おかだ 外郎という乱読家です。mixiに書いている読書日記を、こちらにも出しています。

1%の重み

2012-08-23 18:54:14 | Weblog

 「99%当てる人間」は「1%の間違い」を悔やみます。「99%外す人間」は「1%当てたこと」を大声で吹聴し、あろうことか「99%当てる人間」の「1%の間違い」を揶揄します。

【ただいま読書中】『或る「小倉日記」伝』松本清張 著、 新潮文庫、1965年(86年39刷)、440円

 本書に初めて出会ったのは、私は高校の時だったかな。変わった文体の作家だ、という感想を持ちましたが、それと同時に「森鴎外」が軍医の「森林太郎」であることも教えられて、すごく得をした気分になりましたっけ。

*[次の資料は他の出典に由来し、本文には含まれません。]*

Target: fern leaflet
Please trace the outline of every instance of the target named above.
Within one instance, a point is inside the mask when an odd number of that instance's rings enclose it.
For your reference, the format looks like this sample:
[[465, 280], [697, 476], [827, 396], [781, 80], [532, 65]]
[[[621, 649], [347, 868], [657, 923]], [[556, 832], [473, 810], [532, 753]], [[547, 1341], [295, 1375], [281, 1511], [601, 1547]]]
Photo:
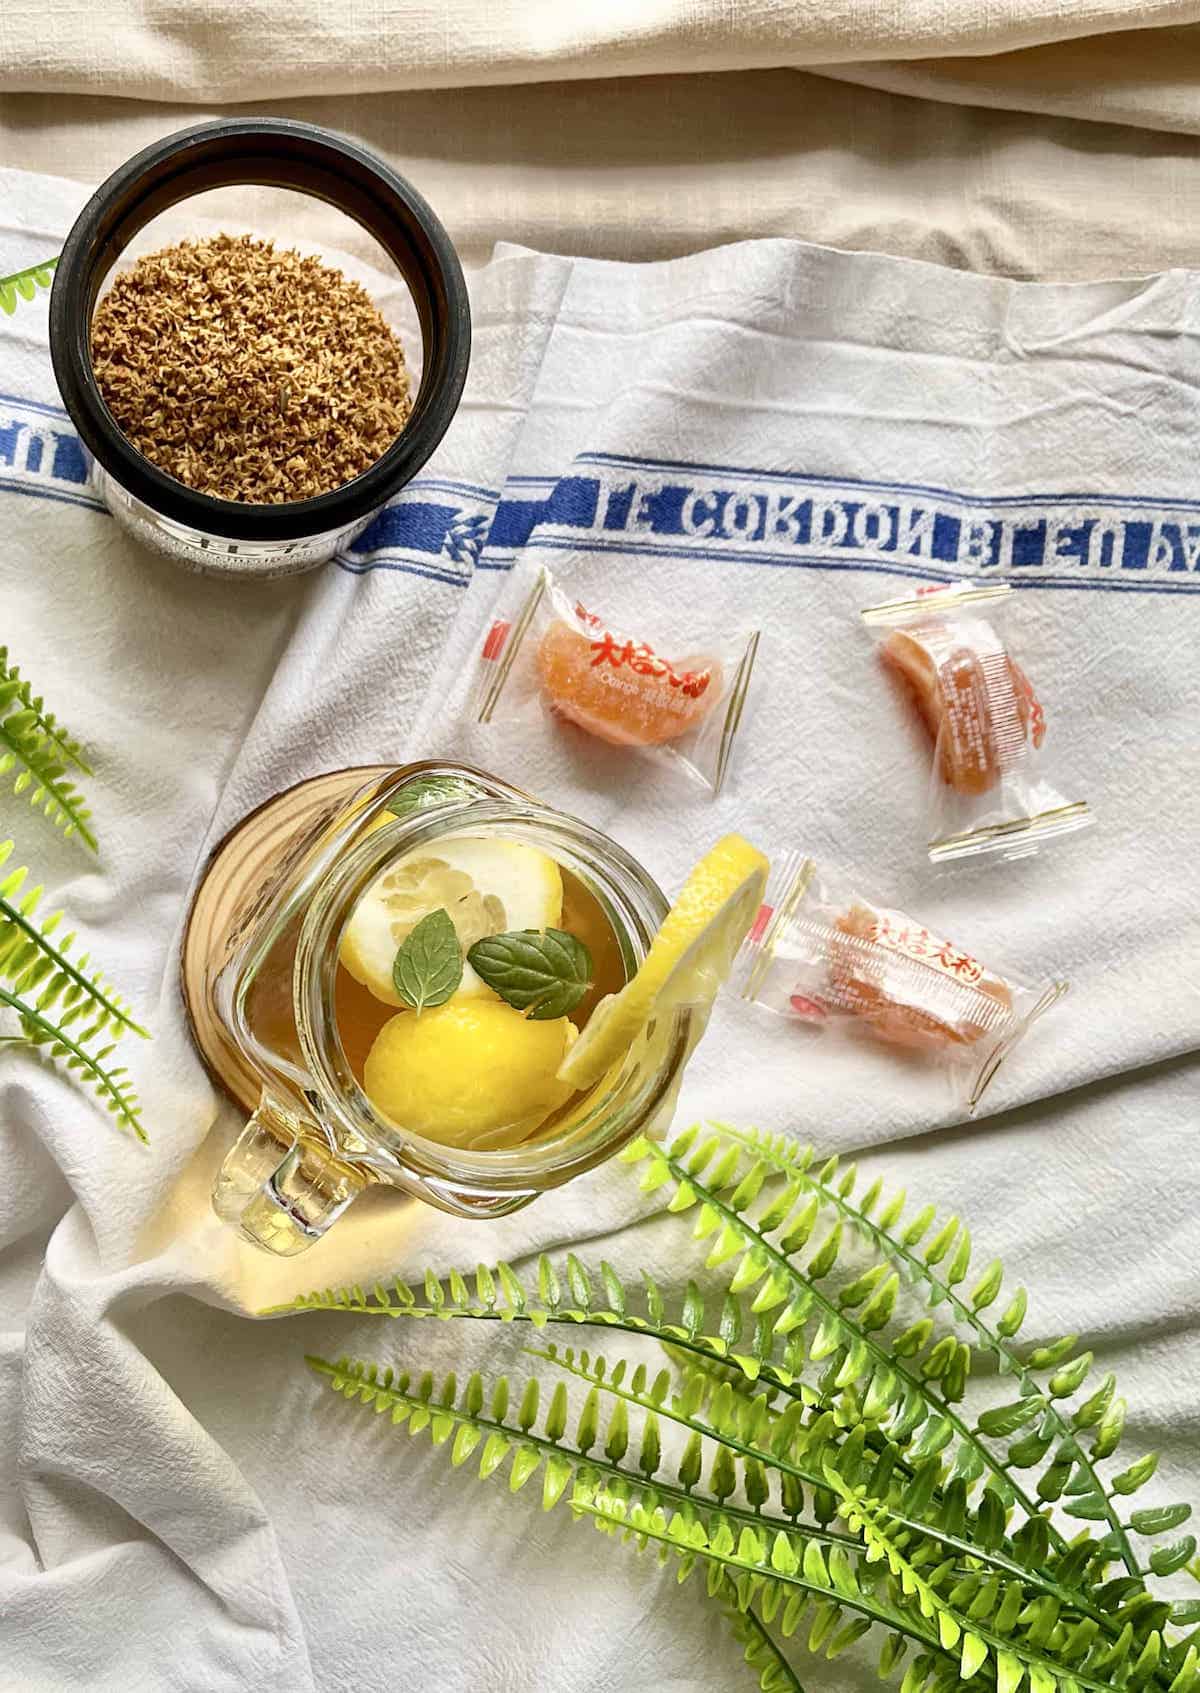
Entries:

目次:或る「小倉日記」伝、菊枕、火の記憶、断碑、笛壺、赤いくじ、父系の指、石の骨、青のある断層、喪失、弱み、箱根心中

 すでにご存じの方が多いでしょうが、『或る「小倉日記」伝』は、失われた森鴎外の「小倉日記」を再現するために、不自由な体と聡明な頭のギャップを抱えて苦闘する青年の物語です。「再現」の手法は、当時生きていた人々への「聞き込み」。戦前の日本ですから、「明治」はまだそう遠くなかったのです。聞き込みの過程は、まるで上質な推理小説です。そして、そこで描かれる「戦前の日本社会」。松本清張が何を見つめ何を表現したいのか、その重要なパーツがここには揃っています。それがそのまま後の社会性の強い推理小説につながっていると言えるでしょう。また、古代への関心も本書には濃厚に見ることができます。
 ただ、「頭の良さ」「学歴(への反発)」「美醜」「貧乏」「病気」「不幸」「家庭不和」「権威(への反発)」「流浪」への言及も本書には満ちています。なにか“分析(もどき)”をしようというわけではありませんが、著者が執筆活動の原動力としていたものが何か、なんとなく感じることができるような気がします。しかし、最後の「箱根心中」。男と女と運命の心理描写の透明さが、「地に足をつけた純文学」としてこちらの心に迫ってきます。著者は、なかなか懐の広い作家です。もうちょっと美しい文章だったら純文学系のファンなどにさらに人気が出たのではないかなあ。